Two Medical Institutes: Jawaharlal Nehru Institute of Medical Sciences, and the Regional Institute of Medical Sciences are in Imphal. Three technical institutes: Manipur Institute of Technology, Indian Institute of Information Technology, National Institute of Technology are all in Imphal. The lone university established on the hill is Indira Gandhi National Tribal University which is located just 22.8 km from Imphal. This lopsided development has impacted negatively on every facet of the tribal people.

 

 

The hill people of the state have been suffering for so many years in terms of budget allocation. The Manipur budget allocation is grossly valley centric, the total budget allocation from 2017-2021 was Rs. 21,900 crores, out of this Rs.21,481crores were allocated for the valley and Rs. 419 crores for the hills (Source: Alfred Arthur, Ex-Hill MLA). The fund allocation for the valley amounted to 98.08% and just only 1.91% was allocated for the hills which comprised 43 % of the state population. In this given situation, it is impossible for the tribal people to catch up with the valley. Such economic disparity also widens the hills-valley divide.

 

 

The current pandemonium in Manipur has resulted in the killing of more than 100 people, the burning down of more than a hundred villages which resulted in the displacement of 45,000 people, and more than 200 churches have been vandalized or burned down, value of crores of properties have been reduced to ashes.  The turmoil of such magnitude will take years to heal the wound.

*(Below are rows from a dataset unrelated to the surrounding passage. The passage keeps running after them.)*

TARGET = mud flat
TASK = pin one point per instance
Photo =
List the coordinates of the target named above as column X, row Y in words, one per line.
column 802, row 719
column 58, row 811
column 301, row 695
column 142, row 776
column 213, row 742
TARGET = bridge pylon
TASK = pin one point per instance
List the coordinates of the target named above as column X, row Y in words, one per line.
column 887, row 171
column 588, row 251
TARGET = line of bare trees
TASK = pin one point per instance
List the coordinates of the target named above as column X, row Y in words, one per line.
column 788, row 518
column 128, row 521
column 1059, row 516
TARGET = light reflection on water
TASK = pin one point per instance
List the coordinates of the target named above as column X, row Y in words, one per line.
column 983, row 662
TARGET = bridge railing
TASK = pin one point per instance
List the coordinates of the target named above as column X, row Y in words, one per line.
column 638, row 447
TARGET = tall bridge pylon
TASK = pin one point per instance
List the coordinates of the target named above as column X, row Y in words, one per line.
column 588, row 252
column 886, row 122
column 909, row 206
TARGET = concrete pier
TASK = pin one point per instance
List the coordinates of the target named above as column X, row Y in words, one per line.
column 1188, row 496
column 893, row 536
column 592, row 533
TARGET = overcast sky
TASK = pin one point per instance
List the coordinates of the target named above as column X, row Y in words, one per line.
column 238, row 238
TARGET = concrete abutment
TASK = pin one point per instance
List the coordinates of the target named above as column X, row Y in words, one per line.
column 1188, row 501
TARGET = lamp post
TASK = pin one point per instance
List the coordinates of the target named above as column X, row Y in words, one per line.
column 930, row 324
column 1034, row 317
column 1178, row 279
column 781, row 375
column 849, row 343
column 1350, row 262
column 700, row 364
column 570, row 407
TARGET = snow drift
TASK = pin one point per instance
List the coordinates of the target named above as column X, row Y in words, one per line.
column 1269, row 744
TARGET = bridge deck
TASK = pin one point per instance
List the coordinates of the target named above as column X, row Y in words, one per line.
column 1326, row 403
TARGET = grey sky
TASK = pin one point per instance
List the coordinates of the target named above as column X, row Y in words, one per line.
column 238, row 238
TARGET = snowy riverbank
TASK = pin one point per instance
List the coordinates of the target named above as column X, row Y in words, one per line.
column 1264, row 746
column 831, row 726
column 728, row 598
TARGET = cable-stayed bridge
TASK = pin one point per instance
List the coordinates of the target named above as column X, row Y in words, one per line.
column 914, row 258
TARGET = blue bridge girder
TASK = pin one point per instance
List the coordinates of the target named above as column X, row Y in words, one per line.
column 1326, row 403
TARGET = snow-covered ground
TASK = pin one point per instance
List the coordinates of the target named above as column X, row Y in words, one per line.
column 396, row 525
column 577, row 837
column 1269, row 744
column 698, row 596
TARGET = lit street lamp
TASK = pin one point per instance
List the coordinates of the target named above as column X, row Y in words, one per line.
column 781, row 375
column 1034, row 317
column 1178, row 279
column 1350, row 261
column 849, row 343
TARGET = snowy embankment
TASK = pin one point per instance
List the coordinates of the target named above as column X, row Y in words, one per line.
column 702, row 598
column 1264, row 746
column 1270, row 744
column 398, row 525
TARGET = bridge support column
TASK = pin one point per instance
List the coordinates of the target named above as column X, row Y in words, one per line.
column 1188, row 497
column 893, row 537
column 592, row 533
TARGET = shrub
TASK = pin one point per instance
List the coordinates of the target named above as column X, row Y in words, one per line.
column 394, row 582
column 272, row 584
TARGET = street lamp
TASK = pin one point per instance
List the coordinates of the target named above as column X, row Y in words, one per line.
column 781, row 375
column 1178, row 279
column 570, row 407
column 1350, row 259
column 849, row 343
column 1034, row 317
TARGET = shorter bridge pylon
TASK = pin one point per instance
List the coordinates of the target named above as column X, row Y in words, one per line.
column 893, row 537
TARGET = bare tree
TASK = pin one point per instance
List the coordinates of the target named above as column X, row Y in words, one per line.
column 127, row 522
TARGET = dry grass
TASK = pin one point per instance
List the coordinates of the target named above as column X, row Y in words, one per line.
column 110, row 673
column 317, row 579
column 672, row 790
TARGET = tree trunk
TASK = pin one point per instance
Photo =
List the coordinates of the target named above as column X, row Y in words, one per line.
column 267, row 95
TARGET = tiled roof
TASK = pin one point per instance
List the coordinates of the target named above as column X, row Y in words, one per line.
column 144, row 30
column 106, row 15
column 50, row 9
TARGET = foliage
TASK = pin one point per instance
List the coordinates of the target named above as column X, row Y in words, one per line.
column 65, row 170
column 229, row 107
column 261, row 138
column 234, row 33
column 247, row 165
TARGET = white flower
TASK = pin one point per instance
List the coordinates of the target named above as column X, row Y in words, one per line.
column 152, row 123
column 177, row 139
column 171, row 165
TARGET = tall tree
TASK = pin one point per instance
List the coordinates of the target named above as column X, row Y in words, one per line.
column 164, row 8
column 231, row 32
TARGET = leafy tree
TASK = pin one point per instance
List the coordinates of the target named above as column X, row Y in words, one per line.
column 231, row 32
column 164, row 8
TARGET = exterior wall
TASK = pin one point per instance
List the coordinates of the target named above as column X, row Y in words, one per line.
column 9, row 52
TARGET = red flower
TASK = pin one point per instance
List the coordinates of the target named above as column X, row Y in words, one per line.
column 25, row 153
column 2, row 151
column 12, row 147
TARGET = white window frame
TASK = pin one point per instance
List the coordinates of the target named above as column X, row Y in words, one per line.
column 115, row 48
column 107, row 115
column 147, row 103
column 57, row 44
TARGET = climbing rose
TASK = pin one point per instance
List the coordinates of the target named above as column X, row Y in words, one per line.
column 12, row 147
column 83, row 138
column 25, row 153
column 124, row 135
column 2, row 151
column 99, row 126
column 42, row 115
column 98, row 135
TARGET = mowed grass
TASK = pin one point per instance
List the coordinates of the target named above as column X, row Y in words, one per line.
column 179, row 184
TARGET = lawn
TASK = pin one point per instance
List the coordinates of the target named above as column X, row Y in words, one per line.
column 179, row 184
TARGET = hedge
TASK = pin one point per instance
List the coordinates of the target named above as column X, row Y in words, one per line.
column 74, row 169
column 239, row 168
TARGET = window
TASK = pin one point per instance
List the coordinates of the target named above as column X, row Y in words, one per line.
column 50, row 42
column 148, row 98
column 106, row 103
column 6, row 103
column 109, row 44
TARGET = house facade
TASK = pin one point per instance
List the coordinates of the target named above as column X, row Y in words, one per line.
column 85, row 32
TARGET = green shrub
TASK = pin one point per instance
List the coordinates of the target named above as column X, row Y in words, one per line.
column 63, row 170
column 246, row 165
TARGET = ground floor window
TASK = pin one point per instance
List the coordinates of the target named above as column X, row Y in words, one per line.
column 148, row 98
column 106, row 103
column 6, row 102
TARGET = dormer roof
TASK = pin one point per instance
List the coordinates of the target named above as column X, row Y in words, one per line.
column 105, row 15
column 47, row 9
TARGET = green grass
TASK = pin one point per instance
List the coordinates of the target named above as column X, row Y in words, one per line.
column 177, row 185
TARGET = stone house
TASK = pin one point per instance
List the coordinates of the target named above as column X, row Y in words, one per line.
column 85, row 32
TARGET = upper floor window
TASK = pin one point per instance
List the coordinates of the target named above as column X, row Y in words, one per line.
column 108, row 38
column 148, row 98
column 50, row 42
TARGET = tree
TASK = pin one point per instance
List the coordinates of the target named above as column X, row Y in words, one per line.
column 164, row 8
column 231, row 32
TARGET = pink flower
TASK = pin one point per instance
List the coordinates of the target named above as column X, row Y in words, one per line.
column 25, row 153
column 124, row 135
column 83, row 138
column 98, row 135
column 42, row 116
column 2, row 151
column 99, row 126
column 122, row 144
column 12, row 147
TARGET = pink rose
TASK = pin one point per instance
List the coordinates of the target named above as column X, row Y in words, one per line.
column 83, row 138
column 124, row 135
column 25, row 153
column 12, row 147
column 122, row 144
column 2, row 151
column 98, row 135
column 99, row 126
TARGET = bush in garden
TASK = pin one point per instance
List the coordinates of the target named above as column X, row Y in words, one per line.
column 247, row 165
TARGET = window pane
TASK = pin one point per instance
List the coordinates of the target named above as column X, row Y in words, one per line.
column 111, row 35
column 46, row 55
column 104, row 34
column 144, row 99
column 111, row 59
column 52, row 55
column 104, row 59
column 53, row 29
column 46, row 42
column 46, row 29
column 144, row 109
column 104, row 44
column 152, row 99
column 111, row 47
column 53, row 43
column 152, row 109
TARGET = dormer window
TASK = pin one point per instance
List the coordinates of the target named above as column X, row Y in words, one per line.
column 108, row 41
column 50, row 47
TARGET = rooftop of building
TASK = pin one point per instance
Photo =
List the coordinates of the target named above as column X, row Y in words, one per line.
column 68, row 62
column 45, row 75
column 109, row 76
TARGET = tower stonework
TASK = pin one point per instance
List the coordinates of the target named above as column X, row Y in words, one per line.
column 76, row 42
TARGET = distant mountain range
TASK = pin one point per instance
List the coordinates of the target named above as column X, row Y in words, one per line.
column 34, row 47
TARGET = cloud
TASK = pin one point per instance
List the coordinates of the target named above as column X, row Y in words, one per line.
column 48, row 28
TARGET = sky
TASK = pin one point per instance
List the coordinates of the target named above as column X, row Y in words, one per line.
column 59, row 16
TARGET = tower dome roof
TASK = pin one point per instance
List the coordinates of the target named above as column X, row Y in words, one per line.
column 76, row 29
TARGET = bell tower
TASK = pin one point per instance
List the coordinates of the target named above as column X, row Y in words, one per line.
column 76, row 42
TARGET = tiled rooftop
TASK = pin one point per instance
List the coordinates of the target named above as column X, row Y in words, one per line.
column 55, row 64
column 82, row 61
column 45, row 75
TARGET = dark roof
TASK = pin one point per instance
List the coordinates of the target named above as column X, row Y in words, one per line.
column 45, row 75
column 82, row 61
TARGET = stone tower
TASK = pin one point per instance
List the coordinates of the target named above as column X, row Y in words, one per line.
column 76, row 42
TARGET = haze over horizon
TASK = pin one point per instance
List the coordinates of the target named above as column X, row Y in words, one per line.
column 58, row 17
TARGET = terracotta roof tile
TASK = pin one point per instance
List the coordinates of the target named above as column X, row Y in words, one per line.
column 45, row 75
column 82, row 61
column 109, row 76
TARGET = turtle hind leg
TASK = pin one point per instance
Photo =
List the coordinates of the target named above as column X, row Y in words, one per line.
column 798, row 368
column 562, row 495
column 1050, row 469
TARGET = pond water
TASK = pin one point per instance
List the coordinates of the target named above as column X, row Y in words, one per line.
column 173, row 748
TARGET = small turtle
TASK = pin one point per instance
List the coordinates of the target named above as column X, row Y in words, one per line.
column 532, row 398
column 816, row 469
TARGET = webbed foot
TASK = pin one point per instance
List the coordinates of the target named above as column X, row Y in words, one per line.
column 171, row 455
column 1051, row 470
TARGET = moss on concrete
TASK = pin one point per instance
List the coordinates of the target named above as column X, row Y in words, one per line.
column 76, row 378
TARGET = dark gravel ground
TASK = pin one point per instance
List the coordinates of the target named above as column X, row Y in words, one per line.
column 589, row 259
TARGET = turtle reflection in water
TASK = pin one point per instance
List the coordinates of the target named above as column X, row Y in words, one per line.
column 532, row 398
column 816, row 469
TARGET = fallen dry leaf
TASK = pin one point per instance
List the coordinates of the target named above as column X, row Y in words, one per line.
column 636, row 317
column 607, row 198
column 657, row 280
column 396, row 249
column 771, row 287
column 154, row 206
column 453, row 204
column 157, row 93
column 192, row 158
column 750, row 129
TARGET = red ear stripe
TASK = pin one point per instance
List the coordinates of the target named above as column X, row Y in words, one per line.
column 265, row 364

Manipur as a state has been retarded socially, economically, and politically due to these perennial ethnic problems for decades.

 

 

The demand and aspiration of one community is an anathema for the other community. The movement for Naga integration is seen by Meitei and Kukis as an agenda to disintegrate Manipur, the demand for Kuki homeland (which overlapped Naga’s demand for greater Lim) is both opposed by the Meitei and Nagas, the Meitei demand for the ST status is being seen suspiciously as an attempt to grab the land of the tribal people both by the Kukis and the Nagas.

 

 

The living together of multi-ethnic, language, and religion has been marred by mistrust for too long, the presence of one community causes a sense of insecurity for the other.  The call for peace as a short-term remedy will turn out to be a preparation for conflict of a bigger magnitude in the future.

 

 

Protecting the integrity of the state for the sake of integration will only deepen the wounds of different communities.  The central government must find a long-lasting solution even at the cost of physical restructuring of the state to avert another ethnic conflict in the state.